Smart Cards: Visa Submits Card Security To 'Common Criteria' Test

Visa International has taken steps to measure its smart card security against a widely recognized international benchmark.

The bank card association last week published a Smart Card Protection Profile, which delineates the technology's security vulnerabilities and steps that can be taken to counteract them.

A protection profile is an element in winning certification under the Common Criteria for Information Technology Security Evaluation. Visa posted its document for comment at the www.visa.com Internet site and is encouraging the entire chip card industry to go the Common Criteria route.

Certifications under Common Criteria and a similar program called Information Technology Security Evaluation Criteria, or ITSEC, are increasingly being sought by smart card, cryptographic system, and other data protection vendors as neutral endorsements of their products' effectiveness.

Vendors will be able to take the Visa protection profile's description of smart card security requirements and show the ways their own systems measure up. Those "security targets" would be submitted to independent, government-authorized laboratories.

Products that pass rigorous lab testing are assigned to categories- Evaluation Assurance Levels, as defined by the Common Criteria-ranging from EAL1 through EAL7, with the highest number denoting the most structured and airtight procedures.

Mondex International Ltd., the chip card venture begun in the early 1990s by National Westminster Bank of London and now controlled by MasterCard International Inc., is pursuing ITSEC E6, the highest level of assurance under that older methodology.

Outside the card industry, Microsoft Corp. said April 28 that its Windows NT 4.0 technology received an ITSEC E3 certification from a United Kingdom agency. NT's next version, Windows 2000, is to be submitted under Common Criteria, Microsoft said.

Common Criteria, derived in part from ITSEC, is becoming a standard, classified as ISO 15408 by the International Organization for Standardization. Visa said that by next year this standard will provide a basis for all smart card security evaluations.

Lance Johnson, senior vice president of risk management at San Francisco-based Visa International, said its protection profile "is the culmination of everything we have learned" on every application and function relating to smart cards.

Visa, Mondex, and others dealing with electronic forms of money and highly valued information commodities have commissioned laboratories and consultants to perform sophisticated analyses and attacks, and to help build safeguards against observed threats.

The resulting protection profile "adds to the significant knowledge already demonstrated by the vendor community, and clearly specifies the threats smart cards face," Mr. Johnson said. "It provides vendors with a statement of security requirements and ensures, through validation by independent certified labs, that card security continues to meet our stringent, high standards."

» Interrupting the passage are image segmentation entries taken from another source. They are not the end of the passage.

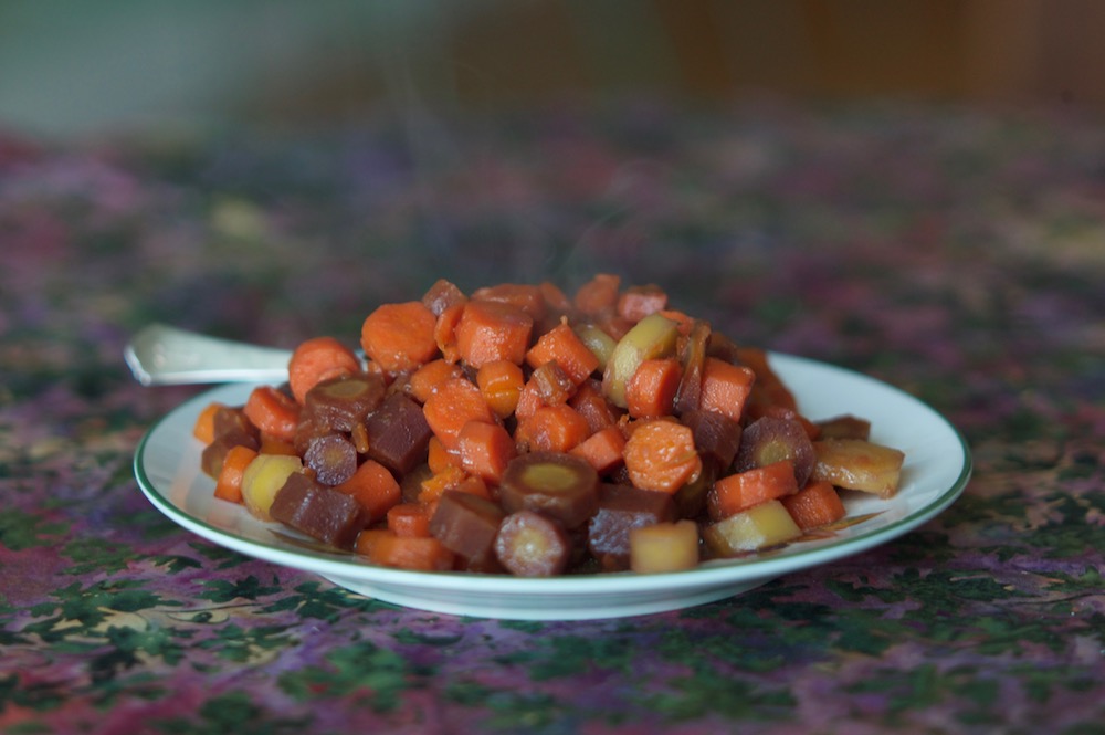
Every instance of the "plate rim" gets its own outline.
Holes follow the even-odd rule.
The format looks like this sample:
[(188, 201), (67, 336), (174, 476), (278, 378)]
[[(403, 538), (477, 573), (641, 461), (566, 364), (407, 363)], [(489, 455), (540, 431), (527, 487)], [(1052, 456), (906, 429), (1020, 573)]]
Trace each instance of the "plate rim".
[[(941, 429), (950, 432), (961, 452), (961, 458), (957, 458), (961, 462), (956, 479), (948, 487), (939, 491), (926, 504), (906, 513), (901, 518), (891, 521), (886, 525), (878, 526), (855, 537), (841, 539), (839, 543), (829, 543), (823, 546), (798, 550), (797, 553), (781, 556), (771, 556), (770, 553), (767, 555), (757, 554), (740, 559), (711, 561), (693, 569), (671, 573), (639, 574), (617, 571), (524, 578), (508, 575), (474, 575), (470, 571), (394, 569), (372, 565), (365, 560), (364, 557), (358, 557), (352, 553), (332, 553), (313, 550), (311, 548), (291, 550), (275, 544), (233, 534), (178, 507), (147, 474), (145, 458), (154, 438), (158, 435), (159, 431), (164, 430), (170, 420), (175, 418), (179, 419), (181, 413), (191, 410), (198, 403), (209, 402), (217, 393), (231, 392), (231, 389), (244, 390), (248, 387), (264, 384), (222, 384), (179, 403), (159, 417), (143, 434), (134, 454), (133, 469), (143, 494), (160, 513), (198, 536), (245, 556), (309, 571), (326, 578), (339, 577), (356, 579), (367, 585), (378, 582), (388, 586), (401, 585), (412, 589), (434, 588), (441, 591), (470, 591), (473, 595), (488, 596), (532, 596), (537, 592), (548, 595), (556, 595), (558, 592), (565, 595), (618, 595), (645, 590), (655, 591), (657, 586), (677, 591), (725, 585), (737, 586), (756, 580), (766, 581), (786, 574), (822, 566), (841, 558), (861, 554), (875, 546), (893, 540), (936, 517), (953, 505), (962, 494), (974, 471), (970, 445), (964, 434), (946, 417), (928, 403), (902, 388), (851, 368), (785, 353), (769, 350), (767, 355), (769, 360), (789, 361), (804, 368), (840, 371), (853, 379), (860, 378), (864, 381), (871, 381), (884, 390), (888, 389), (897, 393), (901, 398), (914, 403), (916, 408), (927, 411), (938, 421)], [(281, 528), (280, 524), (270, 525), (273, 528)], [(415, 605), (410, 602), (404, 602), (403, 605), (415, 607)]]

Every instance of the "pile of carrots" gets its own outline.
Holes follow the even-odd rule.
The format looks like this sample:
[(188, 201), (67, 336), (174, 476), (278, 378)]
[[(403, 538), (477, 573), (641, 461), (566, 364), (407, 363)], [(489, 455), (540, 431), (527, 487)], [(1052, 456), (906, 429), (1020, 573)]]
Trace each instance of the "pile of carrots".
[[(648, 329), (634, 332), (638, 325), (655, 336), (642, 337)], [(640, 343), (627, 347), (633, 339)], [(431, 432), (413, 469), (399, 473), (369, 456), (364, 427), (344, 431), (357, 448), (357, 466), (334, 489), (362, 506), (367, 523), (354, 548), (376, 564), (457, 568), (431, 533), (442, 494), (494, 502), (509, 462), (538, 451), (582, 459), (603, 483), (675, 496), (699, 526), (771, 500), (786, 501), (803, 532), (844, 515), (832, 484), (800, 485), (786, 459), (733, 472), (704, 454), (701, 437), (682, 420), (692, 411), (736, 427), (787, 417), (811, 438), (819, 427), (801, 416), (762, 351), (673, 308), (662, 288), (624, 287), (611, 274), (596, 275), (571, 296), (551, 283), (464, 293), (443, 280), (420, 300), (372, 311), (359, 345), (304, 342), (291, 357), (286, 386), (257, 387), (235, 407), (256, 443), (233, 448), (209, 470), (215, 495), (242, 502), (243, 476), (260, 455), (302, 456), (312, 389), (358, 375), (378, 376), (388, 393), (415, 401)], [(197, 421), (204, 443), (213, 439), (217, 408)]]

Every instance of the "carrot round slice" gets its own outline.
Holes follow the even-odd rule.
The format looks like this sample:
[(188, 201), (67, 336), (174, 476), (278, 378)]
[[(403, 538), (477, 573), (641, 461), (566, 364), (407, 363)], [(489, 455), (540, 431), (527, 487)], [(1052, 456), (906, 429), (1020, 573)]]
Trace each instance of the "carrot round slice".
[(409, 370), (436, 356), (436, 324), (438, 317), (420, 301), (383, 304), (361, 325), (360, 345), (385, 370)]

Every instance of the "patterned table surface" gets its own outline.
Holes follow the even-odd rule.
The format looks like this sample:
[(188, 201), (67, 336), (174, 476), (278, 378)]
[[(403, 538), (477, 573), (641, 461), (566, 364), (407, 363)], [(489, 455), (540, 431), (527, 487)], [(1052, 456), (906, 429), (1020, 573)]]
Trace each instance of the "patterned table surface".
[[(1098, 733), (1105, 127), (633, 103), (0, 137), (0, 731)], [(291, 347), (439, 276), (657, 283), (946, 416), (975, 473), (875, 549), (682, 611), (403, 609), (209, 544), (135, 448), (161, 321)]]

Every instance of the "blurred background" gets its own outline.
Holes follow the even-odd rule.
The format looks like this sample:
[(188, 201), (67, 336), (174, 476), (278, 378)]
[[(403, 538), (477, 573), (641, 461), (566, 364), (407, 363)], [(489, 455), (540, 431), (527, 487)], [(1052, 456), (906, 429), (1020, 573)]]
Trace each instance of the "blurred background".
[(1105, 108), (1097, 0), (6, 0), (0, 127), (662, 94)]

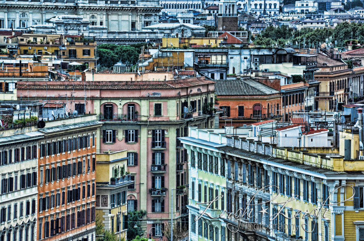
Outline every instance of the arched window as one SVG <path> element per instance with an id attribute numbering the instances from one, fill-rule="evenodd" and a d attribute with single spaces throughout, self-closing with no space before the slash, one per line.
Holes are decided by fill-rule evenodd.
<path id="1" fill-rule="evenodd" d="M 260 117 L 262 114 L 262 107 L 257 104 L 253 107 L 253 115 L 254 117 Z"/>

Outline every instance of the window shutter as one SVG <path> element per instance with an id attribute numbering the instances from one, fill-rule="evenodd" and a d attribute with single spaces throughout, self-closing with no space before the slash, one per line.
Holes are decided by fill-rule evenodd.
<path id="1" fill-rule="evenodd" d="M 162 201 L 162 203 L 161 204 L 161 212 L 162 213 L 164 212 L 164 200 L 163 200 Z"/>
<path id="2" fill-rule="evenodd" d="M 112 130 L 112 143 L 115 143 L 115 137 L 116 136 L 116 130 Z"/>
<path id="3" fill-rule="evenodd" d="M 128 133 L 129 132 L 128 130 L 125 130 L 125 142 L 129 142 L 129 135 L 128 135 Z"/>
<path id="4" fill-rule="evenodd" d="M 164 153 L 161 153 L 161 163 L 162 165 L 164 165 Z"/>
<path id="5" fill-rule="evenodd" d="M 359 209 L 359 187 L 354 187 L 355 193 L 354 194 L 354 209 Z"/>
<path id="6" fill-rule="evenodd" d="M 252 175 L 252 173 L 250 173 L 250 164 L 248 164 L 248 184 L 250 185 L 252 180 L 252 177 L 250 175 Z"/>
<path id="7" fill-rule="evenodd" d="M 161 177 L 161 187 L 164 187 L 164 177 L 163 176 Z"/>
<path id="8" fill-rule="evenodd" d="M 239 169 L 239 163 L 237 162 L 235 162 L 235 180 L 238 179 L 238 169 Z"/>
<path id="9" fill-rule="evenodd" d="M 243 163 L 243 182 L 246 182 L 246 165 Z"/>
<path id="10" fill-rule="evenodd" d="M 106 142 L 106 130 L 102 130 L 102 142 L 104 143 Z"/>
<path id="11" fill-rule="evenodd" d="M 230 160 L 228 160 L 228 178 L 231 178 L 231 163 Z"/>

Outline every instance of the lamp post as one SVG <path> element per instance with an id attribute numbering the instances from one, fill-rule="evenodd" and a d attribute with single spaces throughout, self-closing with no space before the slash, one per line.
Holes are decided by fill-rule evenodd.
<path id="1" fill-rule="evenodd" d="M 112 214 L 111 214 L 111 206 L 114 204 L 114 205 L 118 206 L 118 210 L 119 211 L 119 220 L 120 222 L 121 221 L 121 206 L 120 205 L 118 205 L 115 203 L 113 202 L 112 204 L 110 204 L 110 206 L 109 207 L 109 214 L 108 216 L 110 217 L 111 217 L 112 216 Z M 110 230 L 111 230 L 111 222 L 110 222 Z M 118 224 L 118 225 L 119 225 L 119 224 Z M 120 227 L 119 227 L 119 241 L 121 241 L 121 234 L 120 233 Z"/>

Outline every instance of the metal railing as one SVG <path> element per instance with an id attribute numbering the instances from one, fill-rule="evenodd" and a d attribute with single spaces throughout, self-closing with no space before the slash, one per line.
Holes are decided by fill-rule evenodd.
<path id="1" fill-rule="evenodd" d="M 152 142 L 152 148 L 165 148 L 166 142 Z"/>
<path id="2" fill-rule="evenodd" d="M 126 175 L 125 176 L 120 177 L 116 178 L 112 177 L 110 178 L 110 185 L 116 185 L 120 184 L 125 182 L 128 182 L 131 181 L 131 175 L 130 174 Z"/>
<path id="3" fill-rule="evenodd" d="M 100 121 L 138 121 L 140 116 L 138 115 L 102 115 L 100 116 Z"/>

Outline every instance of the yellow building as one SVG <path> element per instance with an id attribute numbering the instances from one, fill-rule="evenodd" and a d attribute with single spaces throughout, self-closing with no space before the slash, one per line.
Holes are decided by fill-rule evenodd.
<path id="1" fill-rule="evenodd" d="M 96 215 L 104 229 L 126 240 L 128 210 L 134 208 L 134 203 L 128 208 L 126 199 L 128 186 L 134 185 L 126 174 L 127 160 L 126 150 L 96 154 Z"/>
<path id="2" fill-rule="evenodd" d="M 183 48 L 184 46 L 189 48 L 218 47 L 222 39 L 222 37 L 163 37 L 162 47 Z"/>

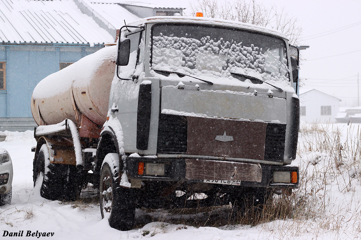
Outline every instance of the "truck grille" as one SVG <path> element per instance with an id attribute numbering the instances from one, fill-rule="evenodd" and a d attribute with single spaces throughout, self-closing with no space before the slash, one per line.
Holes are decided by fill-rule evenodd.
<path id="1" fill-rule="evenodd" d="M 186 117 L 161 114 L 158 128 L 158 152 L 186 152 L 187 130 Z"/>
<path id="2" fill-rule="evenodd" d="M 286 135 L 286 124 L 268 123 L 265 145 L 265 160 L 283 161 Z"/>
<path id="3" fill-rule="evenodd" d="M 284 124 L 161 114 L 157 151 L 280 162 L 286 130 Z M 234 140 L 215 139 L 224 132 Z"/>

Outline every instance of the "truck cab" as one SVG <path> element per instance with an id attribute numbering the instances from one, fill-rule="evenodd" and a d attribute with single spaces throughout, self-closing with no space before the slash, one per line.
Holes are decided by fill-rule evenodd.
<path id="1" fill-rule="evenodd" d="M 102 142 L 117 143 L 119 184 L 137 193 L 136 204 L 184 207 L 195 193 L 205 197 L 189 206 L 253 204 L 298 187 L 288 164 L 299 103 L 286 36 L 174 17 L 125 26 L 121 36 L 97 160 Z"/>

Visa is offering its documentation as a basis for multiple-application cards, which carry services provided by companies in more than one industry, as well as for the more straightforward electronic purse or stored-value programs that proliferated in the early days of smart cards.

Mr. Johnson pointed out that another Visa standardization proposal, the Common Electronic Purse Specifications, has won widespread support. "The Visa Smart Card Protection Profile will allow CEPS issuers to systematically compare the security of products built to those specifications," he said.

He pledged that Visa will "continue to work with vendors to ensure that their efforts complement our own."